And it was just this whole notion that my dad's notion, everybody, Joey, everybody is
entitled to be treated with respect and dignity, everybody.
And I just, it didn't calculate it all.
But what's happened is that I think an awful lot has moved in the direction of the
American people seeing, they've had the blinders taken off, and seen in the middle of a crisis
that we've had, the quadruple crises we're facing, and people have all of a sudden realized, wow.
And I think what's happened is, when I was a kid, I guess I was 15 years old, thereabouts, and Bull Connor and his dogs, and they were singing them on, those ladies in black going to church and fire hoses on kids, their skin getting ripped off.
And it was a black and white TV.
But I remember what happened was in all those states where there were no African-Americans, they'd heard about all of this going on.
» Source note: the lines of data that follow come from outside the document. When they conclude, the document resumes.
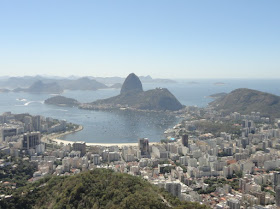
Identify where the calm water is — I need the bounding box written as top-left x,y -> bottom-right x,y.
0,80 -> 280,143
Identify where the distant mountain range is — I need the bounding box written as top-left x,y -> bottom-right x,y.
82,73 -> 183,111
45,73 -> 183,111
210,88 -> 280,118
0,76 -> 176,90
45,96 -> 80,107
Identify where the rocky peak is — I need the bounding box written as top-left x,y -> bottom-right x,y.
121,73 -> 143,94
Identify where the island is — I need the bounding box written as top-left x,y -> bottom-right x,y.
80,73 -> 184,111
45,96 -> 80,107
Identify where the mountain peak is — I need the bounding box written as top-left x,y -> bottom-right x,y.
121,73 -> 143,94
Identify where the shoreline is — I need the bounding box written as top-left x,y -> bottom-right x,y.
41,125 -> 84,142
50,139 -> 160,147
44,125 -> 160,147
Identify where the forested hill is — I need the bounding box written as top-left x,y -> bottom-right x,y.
210,88 -> 280,118
0,169 -> 206,209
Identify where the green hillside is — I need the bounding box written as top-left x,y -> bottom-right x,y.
0,169 -> 206,209
210,88 -> 280,118
91,88 -> 183,111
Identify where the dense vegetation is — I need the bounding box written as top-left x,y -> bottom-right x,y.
45,96 -> 80,107
0,152 -> 37,195
211,88 -> 280,118
91,88 -> 183,111
0,169 -> 206,209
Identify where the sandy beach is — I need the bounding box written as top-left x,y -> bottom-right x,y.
51,139 -> 159,147
42,126 -> 159,147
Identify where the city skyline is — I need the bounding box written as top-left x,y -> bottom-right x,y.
0,0 -> 280,79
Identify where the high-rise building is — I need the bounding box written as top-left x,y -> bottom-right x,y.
33,115 -> 41,131
22,132 -> 41,150
73,142 -> 86,156
165,182 -> 181,197
182,134 -> 189,147
138,138 -> 150,157
0,127 -> 17,142
273,172 -> 280,188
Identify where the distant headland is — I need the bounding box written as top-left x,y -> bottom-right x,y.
45,73 -> 184,111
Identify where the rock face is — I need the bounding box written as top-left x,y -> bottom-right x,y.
86,73 -> 183,111
121,73 -> 143,94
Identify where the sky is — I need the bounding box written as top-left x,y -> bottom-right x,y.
0,0 -> 280,78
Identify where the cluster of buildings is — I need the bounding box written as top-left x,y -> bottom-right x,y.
1,108 -> 280,209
They didn't believe it till they saw it. And it was like a wake up call. Dr. King
called it the second emancipation. We got out of that, what we saw, what everybody saw nationally
on that, we got the Civil Rights Act, we got the Voting Rights Act. He called the second
emancipation. Well, look what happened with George Floyd. People saw a man callously
with one hand in his pocket, have a knee on a man whose nose was being crushed against the curb,
saying, I can't breathe, and asking for his mama, and staying there for eight minutes and 46
seconds till he died. Well, all those cell phones all over America, guess what? People saw it and they
didn't really believe that really happened. That's not who most cops are, but there are enough bad
cops out there that that happens. And all of a sudden people, not only do they march in the
United States, they marched in Europe, all over the world. And so I think there's sort of a
liberation in exposure. Or for example, I think we should have to learn about what happened in Oklahoma where you had Black Wall Street burned to the ground.
And so I think it's important we teach history not in a prescriptive way, from my perspective, but what actually the facts were without also acknowledging that there's 400 years of racism in the United States of America. That's what it is.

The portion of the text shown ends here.